Egerkingen

Heikel bis kreativ: Meinungen zur Deutsch-Regel gehen auseinander

Deutsch-Zwang auf dem Pausenplatz? «Das seit s'Volk».

Deutsch-Zwang auf dem Pausenplatz? «Das seit s'Volk».

In Egerkingen müssen die Kinder künftig auf dem Pausenplatz Deutsch sprechen. Sonst gibt es eine Busse. Das sagen Passanten in Solothurn dazu.

Die Deutsch-Regel in Egerkingen spaltet die Gemüter und wird wohl bald auch die Regierung beschäftigen. Selbst ein nationaler Deutsch-Zwang steht zur Diskussion. Doch was sagt eigentlich das Volk dazu?

Das Regionalfernsehen Tele M1 hat auf der Strasse nachgefragt. Der erste befragte Mann sagt: «Es ist heikel, ich kann es jedoch verstehen.» Ein anderer findet die Regel ungerecht und ein Herr meint: «Sie ist kreativ, das ist doch eine Idee.»
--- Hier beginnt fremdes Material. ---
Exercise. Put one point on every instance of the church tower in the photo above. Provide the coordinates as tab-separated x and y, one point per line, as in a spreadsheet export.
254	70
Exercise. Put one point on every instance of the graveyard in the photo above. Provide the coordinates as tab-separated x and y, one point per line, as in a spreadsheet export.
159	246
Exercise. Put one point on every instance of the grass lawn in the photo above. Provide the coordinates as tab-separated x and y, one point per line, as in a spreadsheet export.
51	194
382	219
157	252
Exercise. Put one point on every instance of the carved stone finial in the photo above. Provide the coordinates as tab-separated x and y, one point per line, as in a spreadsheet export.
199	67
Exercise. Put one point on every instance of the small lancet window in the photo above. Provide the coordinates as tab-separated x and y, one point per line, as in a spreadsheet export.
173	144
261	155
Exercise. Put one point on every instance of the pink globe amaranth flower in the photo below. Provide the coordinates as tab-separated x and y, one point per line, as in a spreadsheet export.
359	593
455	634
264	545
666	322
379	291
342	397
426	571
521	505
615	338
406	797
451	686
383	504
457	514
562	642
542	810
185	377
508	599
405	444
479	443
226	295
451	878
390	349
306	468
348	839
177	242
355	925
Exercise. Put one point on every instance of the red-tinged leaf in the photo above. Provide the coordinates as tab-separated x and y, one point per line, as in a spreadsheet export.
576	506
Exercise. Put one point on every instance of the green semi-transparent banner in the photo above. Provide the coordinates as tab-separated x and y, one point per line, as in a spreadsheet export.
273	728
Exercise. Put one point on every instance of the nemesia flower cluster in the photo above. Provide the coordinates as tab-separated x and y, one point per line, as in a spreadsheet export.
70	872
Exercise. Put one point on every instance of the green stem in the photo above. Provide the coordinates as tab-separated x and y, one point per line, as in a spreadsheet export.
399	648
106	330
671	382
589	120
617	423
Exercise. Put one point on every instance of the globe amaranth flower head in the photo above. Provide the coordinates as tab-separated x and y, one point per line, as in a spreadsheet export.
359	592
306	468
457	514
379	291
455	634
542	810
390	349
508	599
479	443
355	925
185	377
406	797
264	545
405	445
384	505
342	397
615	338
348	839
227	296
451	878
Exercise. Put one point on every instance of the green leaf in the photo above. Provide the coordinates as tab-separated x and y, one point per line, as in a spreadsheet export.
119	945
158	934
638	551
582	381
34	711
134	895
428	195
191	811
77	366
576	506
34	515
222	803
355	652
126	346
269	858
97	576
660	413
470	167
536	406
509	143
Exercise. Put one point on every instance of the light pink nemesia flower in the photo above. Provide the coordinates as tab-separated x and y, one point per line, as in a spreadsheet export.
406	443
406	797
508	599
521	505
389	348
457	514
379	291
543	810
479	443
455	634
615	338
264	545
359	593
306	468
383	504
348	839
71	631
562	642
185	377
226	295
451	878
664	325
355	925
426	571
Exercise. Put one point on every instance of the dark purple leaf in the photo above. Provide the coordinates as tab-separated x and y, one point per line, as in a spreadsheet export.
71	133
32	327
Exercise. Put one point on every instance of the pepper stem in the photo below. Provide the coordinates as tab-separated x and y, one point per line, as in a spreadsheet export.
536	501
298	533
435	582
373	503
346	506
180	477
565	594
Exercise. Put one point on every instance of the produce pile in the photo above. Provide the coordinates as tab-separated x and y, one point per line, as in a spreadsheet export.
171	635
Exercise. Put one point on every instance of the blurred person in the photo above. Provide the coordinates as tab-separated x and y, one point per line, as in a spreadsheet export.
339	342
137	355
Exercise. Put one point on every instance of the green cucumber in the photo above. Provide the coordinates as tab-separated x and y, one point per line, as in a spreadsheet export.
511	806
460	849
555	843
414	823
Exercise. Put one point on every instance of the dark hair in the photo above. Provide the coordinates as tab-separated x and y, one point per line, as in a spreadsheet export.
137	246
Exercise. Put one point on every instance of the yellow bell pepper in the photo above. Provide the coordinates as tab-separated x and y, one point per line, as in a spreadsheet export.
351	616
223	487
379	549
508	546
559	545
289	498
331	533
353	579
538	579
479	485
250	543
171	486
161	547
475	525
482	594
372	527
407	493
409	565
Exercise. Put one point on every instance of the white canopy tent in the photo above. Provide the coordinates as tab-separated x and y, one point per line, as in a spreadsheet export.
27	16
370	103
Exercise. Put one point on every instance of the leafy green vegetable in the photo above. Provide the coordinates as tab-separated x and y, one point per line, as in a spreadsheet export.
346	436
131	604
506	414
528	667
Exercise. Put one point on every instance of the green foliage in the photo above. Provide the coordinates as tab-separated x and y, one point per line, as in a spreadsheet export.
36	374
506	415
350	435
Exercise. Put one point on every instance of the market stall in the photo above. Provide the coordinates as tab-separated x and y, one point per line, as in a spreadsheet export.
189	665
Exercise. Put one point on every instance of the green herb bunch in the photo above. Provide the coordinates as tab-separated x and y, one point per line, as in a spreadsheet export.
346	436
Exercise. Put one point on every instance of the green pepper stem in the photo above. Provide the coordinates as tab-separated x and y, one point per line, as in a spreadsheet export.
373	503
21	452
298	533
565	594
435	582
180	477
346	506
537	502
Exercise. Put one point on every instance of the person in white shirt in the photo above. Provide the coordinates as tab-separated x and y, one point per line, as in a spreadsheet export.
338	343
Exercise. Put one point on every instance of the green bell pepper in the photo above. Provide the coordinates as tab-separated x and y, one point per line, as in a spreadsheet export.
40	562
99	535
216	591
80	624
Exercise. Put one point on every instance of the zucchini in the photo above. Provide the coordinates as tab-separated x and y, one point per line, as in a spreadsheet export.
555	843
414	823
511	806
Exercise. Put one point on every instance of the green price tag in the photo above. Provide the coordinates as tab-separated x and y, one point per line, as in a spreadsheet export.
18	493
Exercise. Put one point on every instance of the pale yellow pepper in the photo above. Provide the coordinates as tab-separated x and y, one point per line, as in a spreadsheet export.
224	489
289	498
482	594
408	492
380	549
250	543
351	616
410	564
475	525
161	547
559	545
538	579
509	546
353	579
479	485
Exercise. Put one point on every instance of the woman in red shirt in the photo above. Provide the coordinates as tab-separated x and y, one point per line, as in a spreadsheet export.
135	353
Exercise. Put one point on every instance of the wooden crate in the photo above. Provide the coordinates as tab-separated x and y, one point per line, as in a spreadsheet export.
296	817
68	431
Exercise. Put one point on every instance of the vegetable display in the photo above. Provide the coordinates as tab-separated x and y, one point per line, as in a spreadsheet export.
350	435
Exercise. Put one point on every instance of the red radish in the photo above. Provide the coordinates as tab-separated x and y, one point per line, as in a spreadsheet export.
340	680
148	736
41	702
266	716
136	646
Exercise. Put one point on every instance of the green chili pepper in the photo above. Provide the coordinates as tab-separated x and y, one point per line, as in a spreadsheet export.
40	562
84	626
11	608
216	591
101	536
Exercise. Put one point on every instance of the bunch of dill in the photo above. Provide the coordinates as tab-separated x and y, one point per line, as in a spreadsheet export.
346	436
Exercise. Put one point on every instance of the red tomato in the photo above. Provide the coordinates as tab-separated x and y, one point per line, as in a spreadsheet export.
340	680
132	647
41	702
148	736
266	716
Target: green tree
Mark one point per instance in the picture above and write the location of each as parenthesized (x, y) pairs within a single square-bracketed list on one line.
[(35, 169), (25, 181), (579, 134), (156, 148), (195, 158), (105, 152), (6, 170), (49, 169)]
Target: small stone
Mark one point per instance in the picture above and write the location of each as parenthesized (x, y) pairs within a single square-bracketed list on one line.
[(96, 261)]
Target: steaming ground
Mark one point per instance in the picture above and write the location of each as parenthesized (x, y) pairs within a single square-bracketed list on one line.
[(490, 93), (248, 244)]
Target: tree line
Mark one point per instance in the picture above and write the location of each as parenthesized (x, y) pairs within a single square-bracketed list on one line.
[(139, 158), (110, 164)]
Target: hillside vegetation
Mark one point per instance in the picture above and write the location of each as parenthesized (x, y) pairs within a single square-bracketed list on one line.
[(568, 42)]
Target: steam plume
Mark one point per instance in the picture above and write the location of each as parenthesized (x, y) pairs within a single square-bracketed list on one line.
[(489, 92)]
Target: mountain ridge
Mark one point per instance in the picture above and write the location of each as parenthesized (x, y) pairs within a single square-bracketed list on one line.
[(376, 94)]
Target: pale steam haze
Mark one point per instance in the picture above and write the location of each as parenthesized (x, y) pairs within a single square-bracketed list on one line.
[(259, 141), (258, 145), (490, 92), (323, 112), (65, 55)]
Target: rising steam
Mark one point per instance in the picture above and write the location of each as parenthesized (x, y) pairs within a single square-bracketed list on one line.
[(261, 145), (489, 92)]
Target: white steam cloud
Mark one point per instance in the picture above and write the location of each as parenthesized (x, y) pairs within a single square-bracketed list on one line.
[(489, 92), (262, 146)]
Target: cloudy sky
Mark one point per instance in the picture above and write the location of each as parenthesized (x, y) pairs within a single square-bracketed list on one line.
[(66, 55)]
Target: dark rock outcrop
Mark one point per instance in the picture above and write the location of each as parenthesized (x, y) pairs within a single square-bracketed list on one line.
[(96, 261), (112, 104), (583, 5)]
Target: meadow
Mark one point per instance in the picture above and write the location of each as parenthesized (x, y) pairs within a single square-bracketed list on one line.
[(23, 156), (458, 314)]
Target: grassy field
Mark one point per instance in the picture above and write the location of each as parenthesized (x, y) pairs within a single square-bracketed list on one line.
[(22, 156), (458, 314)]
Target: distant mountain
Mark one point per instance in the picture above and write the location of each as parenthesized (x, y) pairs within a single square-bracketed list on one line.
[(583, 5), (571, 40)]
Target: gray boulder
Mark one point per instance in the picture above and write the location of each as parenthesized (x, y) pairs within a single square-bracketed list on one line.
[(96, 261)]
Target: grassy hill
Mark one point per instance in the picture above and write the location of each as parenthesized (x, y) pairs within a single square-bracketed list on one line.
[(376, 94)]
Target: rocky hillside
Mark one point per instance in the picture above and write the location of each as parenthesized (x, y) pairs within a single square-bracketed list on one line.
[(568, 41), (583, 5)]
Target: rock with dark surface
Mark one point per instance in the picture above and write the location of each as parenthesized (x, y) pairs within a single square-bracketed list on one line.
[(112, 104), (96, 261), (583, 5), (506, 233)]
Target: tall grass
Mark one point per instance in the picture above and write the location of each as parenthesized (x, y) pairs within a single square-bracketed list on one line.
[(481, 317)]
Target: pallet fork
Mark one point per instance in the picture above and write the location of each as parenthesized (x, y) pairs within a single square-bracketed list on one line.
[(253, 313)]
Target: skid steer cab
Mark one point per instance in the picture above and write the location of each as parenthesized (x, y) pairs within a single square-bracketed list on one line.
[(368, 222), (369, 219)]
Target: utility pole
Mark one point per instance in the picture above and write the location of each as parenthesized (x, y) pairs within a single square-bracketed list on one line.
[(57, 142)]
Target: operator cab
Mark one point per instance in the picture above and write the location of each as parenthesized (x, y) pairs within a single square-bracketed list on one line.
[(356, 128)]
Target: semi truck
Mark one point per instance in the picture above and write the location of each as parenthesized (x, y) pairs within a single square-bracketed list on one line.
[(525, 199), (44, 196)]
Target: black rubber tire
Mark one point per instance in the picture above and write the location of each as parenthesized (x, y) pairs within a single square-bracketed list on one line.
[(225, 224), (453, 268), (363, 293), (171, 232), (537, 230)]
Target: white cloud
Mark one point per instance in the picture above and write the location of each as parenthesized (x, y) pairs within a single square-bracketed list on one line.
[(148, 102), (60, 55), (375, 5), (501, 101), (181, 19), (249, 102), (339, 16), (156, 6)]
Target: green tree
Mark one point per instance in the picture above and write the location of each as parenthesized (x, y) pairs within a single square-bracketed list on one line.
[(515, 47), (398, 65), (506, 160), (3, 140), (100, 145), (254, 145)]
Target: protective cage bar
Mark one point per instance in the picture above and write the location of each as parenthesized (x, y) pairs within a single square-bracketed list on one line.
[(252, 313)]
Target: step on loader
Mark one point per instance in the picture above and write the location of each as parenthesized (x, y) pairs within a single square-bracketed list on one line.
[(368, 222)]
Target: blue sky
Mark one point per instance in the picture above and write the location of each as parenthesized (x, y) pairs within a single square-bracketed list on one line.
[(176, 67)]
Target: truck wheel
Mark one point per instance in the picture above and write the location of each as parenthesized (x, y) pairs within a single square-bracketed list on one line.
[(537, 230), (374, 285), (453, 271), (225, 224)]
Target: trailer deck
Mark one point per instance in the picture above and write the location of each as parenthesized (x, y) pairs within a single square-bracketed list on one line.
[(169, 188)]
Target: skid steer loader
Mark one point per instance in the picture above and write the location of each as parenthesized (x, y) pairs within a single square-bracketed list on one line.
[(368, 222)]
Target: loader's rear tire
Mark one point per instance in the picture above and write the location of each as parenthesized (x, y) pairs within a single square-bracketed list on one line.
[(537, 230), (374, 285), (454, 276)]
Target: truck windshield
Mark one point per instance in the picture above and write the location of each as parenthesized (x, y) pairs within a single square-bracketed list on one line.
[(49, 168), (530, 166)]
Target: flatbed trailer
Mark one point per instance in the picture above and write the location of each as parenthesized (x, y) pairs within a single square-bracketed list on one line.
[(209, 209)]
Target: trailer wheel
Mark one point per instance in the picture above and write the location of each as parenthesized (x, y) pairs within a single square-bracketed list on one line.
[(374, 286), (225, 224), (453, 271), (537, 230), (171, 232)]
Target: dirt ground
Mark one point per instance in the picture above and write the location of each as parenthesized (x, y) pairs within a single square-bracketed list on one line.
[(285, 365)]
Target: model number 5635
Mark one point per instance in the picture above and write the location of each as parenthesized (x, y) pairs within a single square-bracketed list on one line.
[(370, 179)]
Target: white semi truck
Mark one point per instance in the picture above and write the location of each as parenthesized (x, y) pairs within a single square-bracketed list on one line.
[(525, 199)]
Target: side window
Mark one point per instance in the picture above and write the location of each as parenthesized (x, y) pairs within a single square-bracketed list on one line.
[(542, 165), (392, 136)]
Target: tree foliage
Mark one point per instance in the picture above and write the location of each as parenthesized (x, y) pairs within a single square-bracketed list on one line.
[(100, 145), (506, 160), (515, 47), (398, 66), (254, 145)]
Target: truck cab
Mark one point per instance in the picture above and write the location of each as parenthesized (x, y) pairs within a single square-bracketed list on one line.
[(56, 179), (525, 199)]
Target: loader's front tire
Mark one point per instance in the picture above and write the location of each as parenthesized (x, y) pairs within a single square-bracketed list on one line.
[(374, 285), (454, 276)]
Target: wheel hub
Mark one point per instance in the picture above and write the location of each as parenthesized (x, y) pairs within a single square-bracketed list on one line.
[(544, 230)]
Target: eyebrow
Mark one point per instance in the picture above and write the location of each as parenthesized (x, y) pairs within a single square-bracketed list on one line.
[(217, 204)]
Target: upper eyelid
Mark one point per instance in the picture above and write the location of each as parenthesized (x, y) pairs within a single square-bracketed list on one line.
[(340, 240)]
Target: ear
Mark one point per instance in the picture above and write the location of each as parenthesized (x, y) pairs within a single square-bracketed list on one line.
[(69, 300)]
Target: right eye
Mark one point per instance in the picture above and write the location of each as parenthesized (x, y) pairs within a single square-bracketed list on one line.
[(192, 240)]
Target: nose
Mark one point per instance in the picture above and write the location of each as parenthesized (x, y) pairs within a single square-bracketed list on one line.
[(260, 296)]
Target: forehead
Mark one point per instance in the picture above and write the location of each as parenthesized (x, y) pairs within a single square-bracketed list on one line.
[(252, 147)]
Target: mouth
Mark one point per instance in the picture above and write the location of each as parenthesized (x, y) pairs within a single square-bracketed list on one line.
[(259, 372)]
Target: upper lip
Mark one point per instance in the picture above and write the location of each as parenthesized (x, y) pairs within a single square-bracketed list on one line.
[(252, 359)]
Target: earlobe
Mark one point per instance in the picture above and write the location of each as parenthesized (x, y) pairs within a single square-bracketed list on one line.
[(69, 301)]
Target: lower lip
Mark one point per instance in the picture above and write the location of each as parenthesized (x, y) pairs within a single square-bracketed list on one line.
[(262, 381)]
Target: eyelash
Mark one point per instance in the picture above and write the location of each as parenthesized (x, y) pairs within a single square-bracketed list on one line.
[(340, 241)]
Eine junge Frau kennt die Ausgrenzung von Schweizern aus ihrer Schulzeit. Ausländer würden sich auch in Gerlafingen häufig in Fremdsprachen unterhalten. «In solchen Situationen versteht man als Schweizer nichts.» Deshalb finde sie die Deutsch-Regel «super». Ein Mann entgegnet: «Zwang ist selten eine Lösung.»

Dass die Ausländeranteile an Schweizer Schulen steigen, ist laut «Tele M1» ein Fakt. Deshalb wollte das Regionalfernsehen von den Passanten auch wissen, welche Ideen sie für eine gelungene Integration haben.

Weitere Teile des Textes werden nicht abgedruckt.